Fraction 3: THCA-rich cannabinoid fraction using supercritical CO2 at >2000 PSI (138 bar) and 120°F (>49°C).

 

Figure 6: THCA fractions obtained using 2000 psi at 120°F (left) and 1500-1800 psi and 100°F (right).

 

Pulling crystalline THCA right from the collection cup is pretty cool. But just like making “diamonds” via other methods, the CO2 MPE method takes a lot of “mining” too. First, you need THCA-rich material—the fresher the better. Extracting the terpene and THC fractions prior will make for a cleaner THCA fraction. I like to run about 2-3 hours per kg of material. You will get about 80% of the THCA out this way. The remaining 20% will take 3-4 times as long to extract, so adjust your run times according to your needs. We run overnight, 24/7 to maximize our yields on this fraction, sometimes running almost 100 hours if we are getting good THCA yields.

 

Post-processing

There are various techniques for post-processing, such as winterization, distillation, media polishing, centrifugation, etc. That said, many CO2 labs can fractionate so precisely that post-processing is not needed. There is no standard way to post-process; some markets like a bright and clear winterized oil while others like it hazier. The professional extractor can execute a variety of finishing/post-processing techniques in order to satisfy the market preference and beyond.

 

Compounding and Finishing

Figure 7: Various “dabable” textures

 

Once the various fractions are ready for the final formulation, the process for finishing is simple.  The oil can be married back (compounded) with the terpenes to create a terpene-rich full-spectrum oil, and/or the terpene fractions can be married back to the THCA fraction to make terpene-rich dabbles. Terpene fractions can be added back at 10-30% by mass, depending on the application. Typically, I like a 10-15% final terpene formulation for cart oil and 10-25% for dabs.

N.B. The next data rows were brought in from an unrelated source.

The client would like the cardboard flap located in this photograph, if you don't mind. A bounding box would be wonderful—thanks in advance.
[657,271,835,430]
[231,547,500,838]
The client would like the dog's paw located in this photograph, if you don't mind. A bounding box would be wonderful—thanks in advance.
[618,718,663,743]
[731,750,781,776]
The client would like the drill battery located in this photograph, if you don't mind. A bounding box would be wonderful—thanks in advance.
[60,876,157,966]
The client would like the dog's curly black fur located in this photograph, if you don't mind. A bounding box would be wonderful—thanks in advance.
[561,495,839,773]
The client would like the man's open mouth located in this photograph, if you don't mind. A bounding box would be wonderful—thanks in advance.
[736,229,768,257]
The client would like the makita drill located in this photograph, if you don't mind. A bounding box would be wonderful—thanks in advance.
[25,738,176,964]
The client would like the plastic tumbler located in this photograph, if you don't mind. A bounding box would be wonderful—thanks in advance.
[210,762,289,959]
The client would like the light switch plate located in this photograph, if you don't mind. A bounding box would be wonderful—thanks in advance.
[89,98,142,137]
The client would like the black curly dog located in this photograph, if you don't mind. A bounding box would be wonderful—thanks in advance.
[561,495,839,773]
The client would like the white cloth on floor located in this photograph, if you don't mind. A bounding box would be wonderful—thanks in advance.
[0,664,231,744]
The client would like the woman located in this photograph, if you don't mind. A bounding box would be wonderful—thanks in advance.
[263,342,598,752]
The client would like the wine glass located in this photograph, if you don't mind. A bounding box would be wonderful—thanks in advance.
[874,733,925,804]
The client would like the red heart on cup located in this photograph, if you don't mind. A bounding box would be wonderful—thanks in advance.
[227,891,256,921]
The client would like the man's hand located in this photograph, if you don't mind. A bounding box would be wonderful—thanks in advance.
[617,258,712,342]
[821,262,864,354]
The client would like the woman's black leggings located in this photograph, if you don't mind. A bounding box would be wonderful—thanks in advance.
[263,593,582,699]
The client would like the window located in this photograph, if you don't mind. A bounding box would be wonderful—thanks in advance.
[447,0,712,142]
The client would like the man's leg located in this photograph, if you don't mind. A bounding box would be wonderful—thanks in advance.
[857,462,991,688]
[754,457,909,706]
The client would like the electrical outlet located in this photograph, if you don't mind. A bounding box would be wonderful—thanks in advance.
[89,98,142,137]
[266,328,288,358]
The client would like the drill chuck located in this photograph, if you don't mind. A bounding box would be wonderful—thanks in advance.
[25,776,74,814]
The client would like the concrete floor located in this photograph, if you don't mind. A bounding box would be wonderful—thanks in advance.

It’s empowering as a formulator when you have the ability to control the ratios of native terpenes to cannabinoids in the final extract. From this point on, the extractor can use typical vacuum oven techniques for dabs of any texture imaginable, from sauce to shatter. THCA-rich fractions make for easy “diamond mining” in pressure vessels and typical organic reagents. THC-rich fractions make wonderful full-spectrum oil and easy 90+ single-pass distillate. This level of control is unmatched in the extraction technology space.

Just like any other piece of equipment in an extraction lab, the true potential is not in the equipment but in the imagination of the operator. There are many types of CO2 extractors, and the SOPs vary from rig to rig. It’s been exciting to see the technology evolve over the years. Inline winterization, inline color remediation columns (CRC), and co-solvent injection are game-changers and further solidify CO2 extraction in the cannabis extraction space. Understanding the fundamentals and capabilities of this process is something all types of extractors could benefit from. The ability to fractionate in crude extraction makes for easy downstream processing, ultimately saving time and money and arguably increasing quality. For that reason, my love affair has never been stronger, and it’s my hope that you find the beauty in this process as I did by diving into the details and pushing the perceived limits of the technology. Happy extracting!

 

 

Reference

[1] Reed R. You get the drift: Chemovar drift in concentrates and manufactured cannabis products. Terpenes & Testing Magazine. Nov-Dec 2019.